Safeguarding. There is a simple message here. FNP is, to date, the best-proven model for preventing child abuse. By far. It is fantastic that the Health Service has invested so heavily in FNP but I am hoping that social care will become the major purchaser since your product is the best on the market for reducing avoidable harm to children. Yes, you have to get your safeguarding right, and you will talk about this in your groups, but don’t lose sight about the intrinsic safeguarding capabilities of FNP.
 
And let me finish on relationships and encouraging positive, sensitive parenting. Conflict in families in ubiquitous. Living with other people is not easy. About five per cent of families resolve this conflict using violence. Not minor violence, severe violence. Most of these families are unknown to children’s services, and the damage to children in terms of clinical disorders is considerable. Most of us resolve conflict badly. We resort to psychological aggression, we use minor physical violence, for example slapping our kids. This is the norm but it is not healthy. It elevates the risk of conduct disorder for children three-fold. This is not a problem for other people’s children, it is a problem for most of us in this room.
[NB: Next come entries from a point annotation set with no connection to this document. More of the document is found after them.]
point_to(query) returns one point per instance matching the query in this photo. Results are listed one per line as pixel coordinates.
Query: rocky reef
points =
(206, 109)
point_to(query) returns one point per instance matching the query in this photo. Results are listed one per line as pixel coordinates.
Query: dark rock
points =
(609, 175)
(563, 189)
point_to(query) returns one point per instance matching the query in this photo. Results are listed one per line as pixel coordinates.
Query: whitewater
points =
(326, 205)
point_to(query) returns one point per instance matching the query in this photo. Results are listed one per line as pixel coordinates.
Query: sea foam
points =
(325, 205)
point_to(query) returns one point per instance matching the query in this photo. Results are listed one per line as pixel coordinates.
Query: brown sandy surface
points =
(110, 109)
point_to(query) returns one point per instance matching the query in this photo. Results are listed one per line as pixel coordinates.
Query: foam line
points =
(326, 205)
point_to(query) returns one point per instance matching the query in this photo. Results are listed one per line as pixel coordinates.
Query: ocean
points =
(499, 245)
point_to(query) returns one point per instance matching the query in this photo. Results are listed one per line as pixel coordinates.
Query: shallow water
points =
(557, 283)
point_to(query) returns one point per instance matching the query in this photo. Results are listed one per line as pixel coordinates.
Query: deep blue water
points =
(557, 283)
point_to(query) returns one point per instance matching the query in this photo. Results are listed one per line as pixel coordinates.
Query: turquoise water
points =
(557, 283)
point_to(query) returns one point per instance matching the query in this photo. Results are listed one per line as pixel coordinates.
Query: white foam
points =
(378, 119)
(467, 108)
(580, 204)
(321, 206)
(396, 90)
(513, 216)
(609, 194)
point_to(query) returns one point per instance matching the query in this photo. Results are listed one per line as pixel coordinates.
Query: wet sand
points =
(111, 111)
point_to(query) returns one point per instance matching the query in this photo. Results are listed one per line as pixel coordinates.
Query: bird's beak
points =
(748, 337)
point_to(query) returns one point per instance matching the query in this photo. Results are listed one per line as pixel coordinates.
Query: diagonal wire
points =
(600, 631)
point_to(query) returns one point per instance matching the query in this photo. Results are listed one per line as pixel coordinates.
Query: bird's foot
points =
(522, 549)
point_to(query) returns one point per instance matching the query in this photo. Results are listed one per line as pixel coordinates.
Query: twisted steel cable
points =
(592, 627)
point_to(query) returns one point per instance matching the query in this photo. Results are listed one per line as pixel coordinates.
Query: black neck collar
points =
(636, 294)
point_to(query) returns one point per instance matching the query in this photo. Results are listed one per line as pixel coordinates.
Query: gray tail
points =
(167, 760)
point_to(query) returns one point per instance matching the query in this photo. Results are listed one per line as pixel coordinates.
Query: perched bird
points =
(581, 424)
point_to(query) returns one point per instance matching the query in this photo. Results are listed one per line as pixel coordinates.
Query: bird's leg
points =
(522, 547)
So for me, another scale challenge is how do we take the components that have made a programme like FNP so successful, changing the behaviour of the most at risk new parent, and translate them into a form that we can reach every new parent. How do we spread the idea that ordinary conflict in the home can be resolved with a little more awareness, more mindfulness and little less angst, and getting our own way and hitting.
 
This public health approach to child protection, changing what all of us do at home, has the potential to radically improve the well-being of UK children.
 
Conclusion
I hope those remarks were of some value to you. FNP is arguably the best evidence-based programme available. The implementation in the UK has been exemplary. It's a success story. So let's break the habit of a lifetime and celebrate. But more importantly, lets use the success as a platform for the next challenge. For me that is scale. Not so much 60,000 places, which seems unattainable at the moment. But achieving scale in a number of significant places, say here in Manchester, or Birmingham, Nottingham maybe. The place doesn’t matter as much as achieving this more modest goal and estimating the value added by virtue of the contagion and other public health effects produced. I very much hope some of you will make that important journey.